Intro to Spanish history and culture
Review of Spain: The Centre of the World, 1519-1682 by Robert Goodwin
This is a sophisticated vacation book, best to take with you on a visit if you want to know a bit more than a guidebook would offer. The book tells great stories, interprets events to a degree, and views art and culture as a reflection of society at the time. While politics and war are somewhat neglected, the principal events are covered fairly well. This is not an academic book, but it is enough for students and amateur historians to enjoy.
The story begins in with the ascension to power of Charles V (r. 1516 to 1556) at the death of Ferdinand (a widower since Isabelle had passed). Spain at the time was only recently united, from the special alliance that the marriage of Ferdinand and Isabelle enabled (monarchs of Aragon and Castile, respectively). They were also the monarchs who funded Columbus’ voyage to the Americas.
At that time, the Spanish state was a complex mechanism of feudal obligations and aristocratic privileges, fractious and poorly organized to say the least. Having never been to Spain – his birthplace was in the Netherlands – Charles V arrived and took the throne from his mother, who had been judged insane. As a result, he was regarded as a usurper and the aristocracy immediately began a serious revolt against him. Though his hold on power was tenuous, he was lucky: a vast amount of gold had just arrived from the new world, enabling him to hire an army. Moreover, his opponents were so divided that even when the kingship was within their grasp, they fought each other with such intensity that Charles V survived and soon became Holy Roman Emperor as well.
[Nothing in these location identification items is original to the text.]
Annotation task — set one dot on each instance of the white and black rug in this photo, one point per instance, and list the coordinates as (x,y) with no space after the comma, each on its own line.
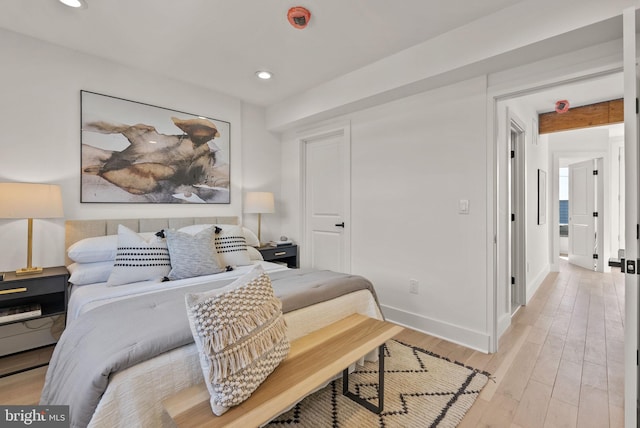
(421,390)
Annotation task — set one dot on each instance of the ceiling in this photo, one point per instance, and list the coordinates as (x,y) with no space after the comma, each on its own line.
(220,44)
(579,93)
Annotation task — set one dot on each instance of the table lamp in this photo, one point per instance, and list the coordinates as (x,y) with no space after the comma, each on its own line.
(30,200)
(260,203)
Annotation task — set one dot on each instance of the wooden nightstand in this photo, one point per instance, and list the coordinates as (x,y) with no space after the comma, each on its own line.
(47,289)
(287,254)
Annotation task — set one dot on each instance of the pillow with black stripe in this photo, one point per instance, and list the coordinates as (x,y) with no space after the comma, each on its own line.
(192,255)
(139,259)
(232,246)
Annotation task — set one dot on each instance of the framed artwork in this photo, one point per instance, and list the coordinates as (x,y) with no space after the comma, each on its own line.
(138,153)
(542,197)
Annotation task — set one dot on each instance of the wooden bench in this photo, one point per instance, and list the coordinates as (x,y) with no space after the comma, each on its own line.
(312,361)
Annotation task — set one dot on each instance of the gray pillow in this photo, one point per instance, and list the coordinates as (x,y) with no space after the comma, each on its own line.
(192,255)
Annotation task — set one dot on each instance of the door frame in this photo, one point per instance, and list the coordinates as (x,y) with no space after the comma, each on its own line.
(335,129)
(632,210)
(497,240)
(601,206)
(518,239)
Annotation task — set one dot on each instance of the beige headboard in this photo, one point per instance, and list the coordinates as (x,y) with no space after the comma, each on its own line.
(76,230)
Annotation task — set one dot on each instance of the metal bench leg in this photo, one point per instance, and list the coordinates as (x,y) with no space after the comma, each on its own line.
(345,386)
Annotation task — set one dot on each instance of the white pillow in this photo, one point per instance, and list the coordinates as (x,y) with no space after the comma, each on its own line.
(254,254)
(97,249)
(138,259)
(252,239)
(232,247)
(89,273)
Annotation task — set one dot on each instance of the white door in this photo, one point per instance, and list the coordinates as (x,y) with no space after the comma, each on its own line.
(326,201)
(582,239)
(631,218)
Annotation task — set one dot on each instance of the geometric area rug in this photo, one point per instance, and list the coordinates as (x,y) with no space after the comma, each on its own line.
(421,390)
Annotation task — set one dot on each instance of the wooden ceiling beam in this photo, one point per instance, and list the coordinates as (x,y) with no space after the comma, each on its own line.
(604,113)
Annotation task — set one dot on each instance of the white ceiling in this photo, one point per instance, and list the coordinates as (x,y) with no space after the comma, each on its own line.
(219,44)
(579,93)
And so a golden age began, with Spain as the center of the first truly global empire. In short time, wealth accumulated, sparking a commercial revolution that raised almost everyone's living standards. Meanwhile, Charles V worked extremely diligently to establish the Habsburgs as the greatest sovereigns in Europe, in particular with wars against his dangerous rival, Francois I of France. He also defended the west from the Ottomans, decisively ending their westward expansion. As the Reformation gained steam, this was also a period of rising religious tension – repression under the Inquisition reached a frightening intensity and a long war to dominate one of its feudal holdings, the Netherlands, began. Ever on the move, Charles V exhausted himself with his duties, eventually retiring voluntarily to allow his son, Philip II, to take the Spanish throne, though they lost the post of Holy Roman Emperor to Charles' brother.
Philip II inherited the richest and strongest state in Europe. Not only did the arts flourish with a series of Baroque painters, writers, and architects, but Philip II created a bureaucracy that essentially replaced pure aristocratic privilege, bringing the administration of the Empire to greater efficiency and reach, even to more justice. Gold from the New World was essential to finance all of this, though debt with the new class of bankers played an increasing role in the state. Spain reached its political apogee at this time, though was showing serious signs of over-extending itself, particularly in the incessant war in the Netherlands. With the catastrophic defeat of the Armada against Queen Elizabeth, the serious decline began.
The next 2 kings, Philips III and IV, compounded problems by withdrawing and letting the administrative state run itself with the help of powerful kings' favorites (Lerma and Olivares, both Dukes) as well as a newly assertive aristocracy. Nonetheless, with its wealth and relative peace, cultural achievements moved to the fore. It was at this time that Cervantes invented the modern novel with Quixote and
Velasquez revolutionized modern painting, both incorporating more subjective points of view in their work. The book goes on at great length about the arts, a bit too much for me, and only superficially mentions other consequential events in Europe, such as the 30 Years War.
Finally, at the end of the reign of Philip IV, Spain was engulfed in a series of catastrophes that removed it as a major power player in Europe. The Netherlands was decisively lost; a devastating plague tore the heart out of Seville, reducing it from the greatest cosmopolitan capital of its time to a backwater; other commercial powers emerged, in particular Britain; and better organized states, such as Louis XIV's France, consolidated power via centralization and more effective autocracy. Spain thus became a has-been nation, looking backward more than forwards, sharpening its religious obsessions, and allowing the cultural momentum to gravitate elsewhere.
This is a very fun ride. I would have liked more analysis and context in terms of what was going on in Europe, but the book is sufficiently dense with detail to keep the readers' interest. It is never pedantic and avoids academic debate and proofs while giving some attention to what is disputed currently. The book is also beautifully written, though occasionally the prose is a bit purple, e.g. one writer's enthusiastic biographers are “caught in the dizzying Charybdis of his effervescent chivalric chutzpah.” Recommended, though the inquiring reader will have to go elsewhere for more depth.